With the global threat of anti-microbial resistant looming, a team of international agricultural experts are arguing for reduced antibiotic use in animals, as it can lead to drug-resistant infections in both animals and humans.
In a policy forum published today in Science, the researchers propose three actions to curb antibiotic use in animals. First, they propose enforced global caps, as antimicrobials in food animals could be reduced between 10 to 80 per cent by 2030 (a policy already shown to be effective in Europe).
They also say that reducing meat consumption could also be an effective strategy, and finally they propose a global user fee on veterinary antimicrobial use. This consumer vet fee could reduce global consumption by a third and would create revenue that could be invested back into research for new antibiotics, they say.

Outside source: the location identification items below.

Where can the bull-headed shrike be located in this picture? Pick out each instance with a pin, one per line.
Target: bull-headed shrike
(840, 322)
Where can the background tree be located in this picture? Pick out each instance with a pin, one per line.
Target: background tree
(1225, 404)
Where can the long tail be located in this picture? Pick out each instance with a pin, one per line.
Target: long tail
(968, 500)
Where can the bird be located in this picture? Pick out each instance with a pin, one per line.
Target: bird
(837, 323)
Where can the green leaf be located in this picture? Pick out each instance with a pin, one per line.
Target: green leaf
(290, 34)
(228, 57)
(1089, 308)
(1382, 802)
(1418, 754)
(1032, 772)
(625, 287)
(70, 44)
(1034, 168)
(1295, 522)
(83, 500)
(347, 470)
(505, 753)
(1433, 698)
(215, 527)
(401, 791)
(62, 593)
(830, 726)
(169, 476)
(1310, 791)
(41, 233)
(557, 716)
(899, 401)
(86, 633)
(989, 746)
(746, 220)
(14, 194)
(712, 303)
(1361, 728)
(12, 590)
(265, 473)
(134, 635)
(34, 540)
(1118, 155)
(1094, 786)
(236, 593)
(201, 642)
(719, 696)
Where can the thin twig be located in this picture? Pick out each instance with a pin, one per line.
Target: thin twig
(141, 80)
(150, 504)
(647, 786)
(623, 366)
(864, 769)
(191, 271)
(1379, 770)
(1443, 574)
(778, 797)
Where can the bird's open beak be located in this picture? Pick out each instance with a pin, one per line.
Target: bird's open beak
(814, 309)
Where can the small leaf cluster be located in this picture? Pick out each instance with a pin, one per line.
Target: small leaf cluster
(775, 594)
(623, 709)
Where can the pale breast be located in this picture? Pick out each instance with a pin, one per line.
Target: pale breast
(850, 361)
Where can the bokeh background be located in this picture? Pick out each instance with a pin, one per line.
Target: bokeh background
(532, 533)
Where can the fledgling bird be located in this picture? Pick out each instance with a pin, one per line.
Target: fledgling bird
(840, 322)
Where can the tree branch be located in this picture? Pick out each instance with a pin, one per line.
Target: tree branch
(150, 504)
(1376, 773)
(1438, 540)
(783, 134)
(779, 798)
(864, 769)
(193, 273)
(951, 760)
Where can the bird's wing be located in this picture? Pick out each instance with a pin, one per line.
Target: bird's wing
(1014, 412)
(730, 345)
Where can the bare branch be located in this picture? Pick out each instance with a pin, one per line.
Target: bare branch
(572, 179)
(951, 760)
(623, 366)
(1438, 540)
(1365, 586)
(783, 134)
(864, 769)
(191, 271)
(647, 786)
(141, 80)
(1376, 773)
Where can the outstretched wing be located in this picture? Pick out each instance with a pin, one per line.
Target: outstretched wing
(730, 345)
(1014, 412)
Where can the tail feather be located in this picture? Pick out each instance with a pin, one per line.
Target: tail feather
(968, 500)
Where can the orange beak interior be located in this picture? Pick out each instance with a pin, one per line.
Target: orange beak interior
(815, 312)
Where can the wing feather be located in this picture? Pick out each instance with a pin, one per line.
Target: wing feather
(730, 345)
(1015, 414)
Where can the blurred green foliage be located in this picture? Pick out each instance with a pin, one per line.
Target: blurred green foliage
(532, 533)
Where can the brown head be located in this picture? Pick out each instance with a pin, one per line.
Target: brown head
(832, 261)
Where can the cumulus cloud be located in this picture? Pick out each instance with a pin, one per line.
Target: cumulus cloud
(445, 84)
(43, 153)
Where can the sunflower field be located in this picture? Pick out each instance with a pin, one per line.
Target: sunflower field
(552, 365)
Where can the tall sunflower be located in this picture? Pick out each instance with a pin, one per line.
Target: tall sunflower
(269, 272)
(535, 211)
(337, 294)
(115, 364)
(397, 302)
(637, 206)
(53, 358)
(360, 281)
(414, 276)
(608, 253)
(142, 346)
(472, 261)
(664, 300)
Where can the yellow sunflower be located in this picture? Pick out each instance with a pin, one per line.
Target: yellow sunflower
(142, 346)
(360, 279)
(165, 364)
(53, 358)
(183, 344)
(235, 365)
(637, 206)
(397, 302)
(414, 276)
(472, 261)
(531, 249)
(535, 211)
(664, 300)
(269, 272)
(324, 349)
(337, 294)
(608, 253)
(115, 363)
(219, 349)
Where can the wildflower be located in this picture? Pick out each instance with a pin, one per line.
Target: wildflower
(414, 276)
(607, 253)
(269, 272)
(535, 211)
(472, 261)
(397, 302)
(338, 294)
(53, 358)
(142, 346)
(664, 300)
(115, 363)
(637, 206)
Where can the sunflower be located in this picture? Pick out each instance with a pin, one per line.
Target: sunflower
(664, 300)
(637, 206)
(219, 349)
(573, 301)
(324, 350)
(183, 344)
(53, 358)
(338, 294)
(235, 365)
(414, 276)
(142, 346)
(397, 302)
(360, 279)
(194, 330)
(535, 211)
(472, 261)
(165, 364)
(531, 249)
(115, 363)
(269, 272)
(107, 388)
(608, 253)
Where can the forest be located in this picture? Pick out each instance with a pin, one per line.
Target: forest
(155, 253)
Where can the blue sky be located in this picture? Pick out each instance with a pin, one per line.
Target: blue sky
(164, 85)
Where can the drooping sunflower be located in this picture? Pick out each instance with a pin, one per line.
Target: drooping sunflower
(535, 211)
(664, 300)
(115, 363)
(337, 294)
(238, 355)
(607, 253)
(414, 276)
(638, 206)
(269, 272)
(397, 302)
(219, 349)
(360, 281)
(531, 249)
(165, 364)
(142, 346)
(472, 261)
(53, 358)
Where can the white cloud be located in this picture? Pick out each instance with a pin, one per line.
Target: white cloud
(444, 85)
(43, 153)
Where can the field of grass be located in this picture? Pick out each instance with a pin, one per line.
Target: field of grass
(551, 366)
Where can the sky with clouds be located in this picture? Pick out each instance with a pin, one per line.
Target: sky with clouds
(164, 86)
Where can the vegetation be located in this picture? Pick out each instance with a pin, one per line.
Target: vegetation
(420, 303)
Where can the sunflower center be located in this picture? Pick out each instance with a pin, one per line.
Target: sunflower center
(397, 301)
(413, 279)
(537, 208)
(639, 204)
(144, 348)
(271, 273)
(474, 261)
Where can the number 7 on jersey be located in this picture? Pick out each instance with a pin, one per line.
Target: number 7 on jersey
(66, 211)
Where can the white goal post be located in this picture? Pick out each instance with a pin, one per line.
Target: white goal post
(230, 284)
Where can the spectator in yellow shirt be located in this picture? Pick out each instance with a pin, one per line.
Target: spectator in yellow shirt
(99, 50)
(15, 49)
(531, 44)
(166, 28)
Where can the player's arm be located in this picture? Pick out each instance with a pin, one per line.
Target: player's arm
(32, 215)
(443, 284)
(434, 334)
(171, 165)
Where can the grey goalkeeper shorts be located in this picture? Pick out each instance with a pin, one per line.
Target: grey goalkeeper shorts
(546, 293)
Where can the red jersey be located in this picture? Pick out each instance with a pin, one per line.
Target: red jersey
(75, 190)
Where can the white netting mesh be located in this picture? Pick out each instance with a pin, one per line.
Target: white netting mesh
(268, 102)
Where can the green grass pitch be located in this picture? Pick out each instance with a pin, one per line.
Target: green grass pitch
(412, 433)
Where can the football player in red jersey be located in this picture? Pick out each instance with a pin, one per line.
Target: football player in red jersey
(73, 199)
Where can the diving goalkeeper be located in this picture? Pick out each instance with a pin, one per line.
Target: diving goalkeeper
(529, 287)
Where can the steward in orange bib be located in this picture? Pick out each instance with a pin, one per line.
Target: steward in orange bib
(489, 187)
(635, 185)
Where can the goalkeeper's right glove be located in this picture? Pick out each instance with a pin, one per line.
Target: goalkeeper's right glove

The SMC gathered expert reaction to the forum article, please feel free to use these comments in your reporting.
Professor Kurt Krause, Department of Biochemistry, University of Otago, comments:
“The Policy Forum on Global Health reported in Science this week that aims to significantly reduce the global use of antibiotics in animals is an ambitious plan that has the potential to help address the global increase in antibiotic-resistant pathogenic bacteria. The recommendations are three-fold and include caps on veterinary antibiotic usage, mandated reductions in per capita meat consumption and user fees on the veterinary use of antimicrobials.
“I am enthusiastic about the goals behind the elements proposed in this document, especially if they are applied globally on a level playing ground. But I am concerned that they will be difficult and costly to police and more difficult to enforce, if they progress beyond guidelines to actual caps.
“I am also not comfortable with surcharges on the veterinary usage of antimicrobials that are directed at ill or diseased animals – which is very different from their use simply to help animals gain more weight – and I suspect the majority of people would favour the treatment without penalty of animals that need veterinary care.
“Taken in sum I would view this proposal as a starting point of a dialogue that goes a long way towards addressing a vitally important medical issue, but which will need some adjustments before its application.”